State representation learning using a graph neural network in a 2D grid world

Finished: 2021-05-27

MSc assignment

A Markov decision process (MDP) is a mathematically idealized form of the reinforcement learning problem. MDPs are a classical formalization of sequential decision making and provide the mathematical framework for modeling decision-making strategies. The goal of the reinforcement problem is to find a policy that solves the problem at hand in some optimal manner, i.e. by maximizing the expected sum of rewards. The optimal policy is the solution to the Bellman equation and can be found by dynamic programming by evaluating all the value functions in all the states. However, in most practical problems this is not feasible because the state space is simply too large to do dynamic programming.

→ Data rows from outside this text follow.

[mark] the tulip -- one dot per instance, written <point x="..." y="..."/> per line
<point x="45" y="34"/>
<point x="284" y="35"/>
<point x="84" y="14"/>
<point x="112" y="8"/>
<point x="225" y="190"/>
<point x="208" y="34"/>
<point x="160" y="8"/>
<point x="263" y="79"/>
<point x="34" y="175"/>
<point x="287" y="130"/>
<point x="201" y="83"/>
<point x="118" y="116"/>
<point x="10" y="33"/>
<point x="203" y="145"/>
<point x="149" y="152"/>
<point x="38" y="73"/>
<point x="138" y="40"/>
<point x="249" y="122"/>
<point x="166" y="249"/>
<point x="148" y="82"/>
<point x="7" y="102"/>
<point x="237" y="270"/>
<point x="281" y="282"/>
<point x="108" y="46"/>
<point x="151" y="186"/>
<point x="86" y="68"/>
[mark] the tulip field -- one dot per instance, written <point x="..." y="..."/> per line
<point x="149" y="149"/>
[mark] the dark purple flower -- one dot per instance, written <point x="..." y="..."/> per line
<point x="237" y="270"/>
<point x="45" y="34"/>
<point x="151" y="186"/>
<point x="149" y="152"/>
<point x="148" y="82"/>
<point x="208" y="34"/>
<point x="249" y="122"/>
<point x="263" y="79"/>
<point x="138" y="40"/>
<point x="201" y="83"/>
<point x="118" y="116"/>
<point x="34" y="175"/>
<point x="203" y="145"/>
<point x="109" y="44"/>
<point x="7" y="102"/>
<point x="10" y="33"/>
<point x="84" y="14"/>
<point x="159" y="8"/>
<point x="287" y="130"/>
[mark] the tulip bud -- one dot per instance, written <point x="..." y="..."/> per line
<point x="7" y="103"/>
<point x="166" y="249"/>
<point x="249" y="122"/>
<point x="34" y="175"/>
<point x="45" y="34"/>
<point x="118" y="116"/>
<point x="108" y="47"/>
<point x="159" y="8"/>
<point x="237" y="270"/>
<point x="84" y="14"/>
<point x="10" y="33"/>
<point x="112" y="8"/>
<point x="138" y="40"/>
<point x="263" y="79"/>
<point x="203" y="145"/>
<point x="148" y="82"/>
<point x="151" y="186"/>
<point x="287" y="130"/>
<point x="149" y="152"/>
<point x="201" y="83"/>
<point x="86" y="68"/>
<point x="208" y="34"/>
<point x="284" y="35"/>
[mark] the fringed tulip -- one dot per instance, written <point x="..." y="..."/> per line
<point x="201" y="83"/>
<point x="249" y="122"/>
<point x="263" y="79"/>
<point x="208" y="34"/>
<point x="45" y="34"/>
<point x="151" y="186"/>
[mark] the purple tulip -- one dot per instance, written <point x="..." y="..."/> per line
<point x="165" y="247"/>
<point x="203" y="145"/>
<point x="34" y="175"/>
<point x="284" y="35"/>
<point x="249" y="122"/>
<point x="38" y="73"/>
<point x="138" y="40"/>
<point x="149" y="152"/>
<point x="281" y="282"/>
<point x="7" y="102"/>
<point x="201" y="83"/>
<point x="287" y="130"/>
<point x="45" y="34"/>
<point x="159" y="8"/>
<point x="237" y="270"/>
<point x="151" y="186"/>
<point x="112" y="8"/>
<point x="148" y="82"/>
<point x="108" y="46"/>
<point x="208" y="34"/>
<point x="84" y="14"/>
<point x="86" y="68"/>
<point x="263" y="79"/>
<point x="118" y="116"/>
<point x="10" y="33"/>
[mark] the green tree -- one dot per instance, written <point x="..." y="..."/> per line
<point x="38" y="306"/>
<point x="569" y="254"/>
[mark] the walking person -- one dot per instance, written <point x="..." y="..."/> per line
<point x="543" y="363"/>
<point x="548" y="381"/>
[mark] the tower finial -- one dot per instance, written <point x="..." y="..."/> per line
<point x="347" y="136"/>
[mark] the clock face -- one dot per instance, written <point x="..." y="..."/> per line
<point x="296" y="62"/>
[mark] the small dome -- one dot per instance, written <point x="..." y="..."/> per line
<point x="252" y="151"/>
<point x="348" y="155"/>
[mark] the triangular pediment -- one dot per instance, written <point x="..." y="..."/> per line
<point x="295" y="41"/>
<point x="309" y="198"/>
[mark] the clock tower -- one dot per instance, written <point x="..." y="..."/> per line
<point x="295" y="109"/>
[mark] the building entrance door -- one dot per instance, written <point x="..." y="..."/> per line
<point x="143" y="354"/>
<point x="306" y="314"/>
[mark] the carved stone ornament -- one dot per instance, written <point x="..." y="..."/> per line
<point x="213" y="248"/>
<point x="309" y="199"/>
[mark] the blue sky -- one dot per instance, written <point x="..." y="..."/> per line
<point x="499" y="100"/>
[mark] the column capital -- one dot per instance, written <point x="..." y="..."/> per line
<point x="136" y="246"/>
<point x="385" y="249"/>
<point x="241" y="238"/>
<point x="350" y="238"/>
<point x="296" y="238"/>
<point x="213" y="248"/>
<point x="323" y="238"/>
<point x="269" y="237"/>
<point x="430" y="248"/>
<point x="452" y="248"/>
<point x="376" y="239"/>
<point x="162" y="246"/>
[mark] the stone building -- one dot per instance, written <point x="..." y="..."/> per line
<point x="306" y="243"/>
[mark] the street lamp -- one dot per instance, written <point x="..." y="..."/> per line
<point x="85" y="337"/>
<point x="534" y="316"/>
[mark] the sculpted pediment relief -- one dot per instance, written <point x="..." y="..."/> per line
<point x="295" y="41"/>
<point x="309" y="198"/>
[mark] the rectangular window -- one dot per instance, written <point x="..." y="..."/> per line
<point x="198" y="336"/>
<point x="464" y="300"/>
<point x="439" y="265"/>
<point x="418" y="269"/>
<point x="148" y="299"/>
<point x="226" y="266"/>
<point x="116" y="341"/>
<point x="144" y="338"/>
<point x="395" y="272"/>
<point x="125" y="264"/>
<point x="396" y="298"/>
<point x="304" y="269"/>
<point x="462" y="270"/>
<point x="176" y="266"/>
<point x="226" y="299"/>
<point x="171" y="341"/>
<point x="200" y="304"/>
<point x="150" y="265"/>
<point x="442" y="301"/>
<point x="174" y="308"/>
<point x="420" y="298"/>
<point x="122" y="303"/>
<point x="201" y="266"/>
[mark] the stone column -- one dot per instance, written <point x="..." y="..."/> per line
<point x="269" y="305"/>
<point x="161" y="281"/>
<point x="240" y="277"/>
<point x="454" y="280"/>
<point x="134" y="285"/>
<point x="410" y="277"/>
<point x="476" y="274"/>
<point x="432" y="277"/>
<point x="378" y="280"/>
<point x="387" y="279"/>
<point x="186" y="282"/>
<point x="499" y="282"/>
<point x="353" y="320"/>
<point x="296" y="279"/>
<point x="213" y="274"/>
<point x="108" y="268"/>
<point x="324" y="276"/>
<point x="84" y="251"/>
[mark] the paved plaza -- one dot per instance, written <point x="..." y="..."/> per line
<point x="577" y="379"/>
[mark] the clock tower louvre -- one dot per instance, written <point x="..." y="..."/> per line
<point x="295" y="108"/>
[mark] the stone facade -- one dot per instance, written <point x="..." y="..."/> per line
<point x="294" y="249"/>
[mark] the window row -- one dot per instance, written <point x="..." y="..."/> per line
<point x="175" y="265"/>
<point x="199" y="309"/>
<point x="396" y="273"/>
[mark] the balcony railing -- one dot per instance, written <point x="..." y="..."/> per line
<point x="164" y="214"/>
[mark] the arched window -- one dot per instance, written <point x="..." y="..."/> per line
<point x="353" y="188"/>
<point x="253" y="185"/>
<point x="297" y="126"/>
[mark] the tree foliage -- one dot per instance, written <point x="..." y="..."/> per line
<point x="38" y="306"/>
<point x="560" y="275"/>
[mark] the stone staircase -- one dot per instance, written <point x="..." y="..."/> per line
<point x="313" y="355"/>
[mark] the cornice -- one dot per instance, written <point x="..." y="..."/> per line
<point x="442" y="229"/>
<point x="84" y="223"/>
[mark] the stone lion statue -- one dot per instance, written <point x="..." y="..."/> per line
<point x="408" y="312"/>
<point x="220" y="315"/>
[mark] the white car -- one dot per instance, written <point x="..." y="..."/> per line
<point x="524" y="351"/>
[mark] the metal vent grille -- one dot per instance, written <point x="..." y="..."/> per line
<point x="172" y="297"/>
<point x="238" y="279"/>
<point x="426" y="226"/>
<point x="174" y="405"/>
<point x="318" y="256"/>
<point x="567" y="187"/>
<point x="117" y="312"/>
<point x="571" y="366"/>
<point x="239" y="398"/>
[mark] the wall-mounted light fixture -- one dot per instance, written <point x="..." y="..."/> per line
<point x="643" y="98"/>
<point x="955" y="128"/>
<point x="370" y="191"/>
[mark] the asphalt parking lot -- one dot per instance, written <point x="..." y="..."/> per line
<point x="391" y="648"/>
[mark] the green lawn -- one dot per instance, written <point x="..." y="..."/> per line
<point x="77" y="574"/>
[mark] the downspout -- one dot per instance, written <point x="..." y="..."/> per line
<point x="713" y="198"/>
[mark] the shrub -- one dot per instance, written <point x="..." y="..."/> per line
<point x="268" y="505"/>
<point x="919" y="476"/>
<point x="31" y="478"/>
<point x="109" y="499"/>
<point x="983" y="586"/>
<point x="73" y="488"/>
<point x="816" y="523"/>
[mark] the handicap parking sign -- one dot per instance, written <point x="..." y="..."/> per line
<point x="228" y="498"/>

A solution to this problem is to make an estimation of the value function. This can be done by using the knowledge on function approximation. The value function is represented as a weighted sum of a set of features (called basis functions). The basis functions can be handcrafted or automatically generated. The model parameters are typically learned via parameter estimation methods. The main challenge here is to find a low-dimensional set of basis functions and still a meaningful representation of the MDP.

New insights let to the approach of modeling the MPD as a graph. The state-space topologies of MDPs can intuitively be represented as graphs, i.e. states being nodes and transition probabilities the edges. In most practical problems the MDP's transition probabilities are unknown but we can construct the graph from samples. After the construction of a graph, a lower-dimensional representation can be learned using node embedding methods. The goal is to optimize this mapping such that the geometric relationships in this learned space resemble the structure of the original graph. After optimizing the embedding, the learned representation can be used as feature inputs for downstream machine learning methods in order to approximate the value function. The key difference with previous work is that the structural information is captured in the graph and used to learn embeddings. Previously, the structural information was capture using hand-engineered features.

With the recent development of Graph Neural Networks (GNNs) a new door has opened in order to tackle the reinforcement problem. The relational structure of the GNN might improve the embedding methods in order to better approximate the value function. Therefore, in my thesis, I will be working on the subject of representation learning on graphs. The goal of this work is to advance the state of the art in representation learning using graphs and more specific make this method more practical in a robotics-reinforcement learning framework.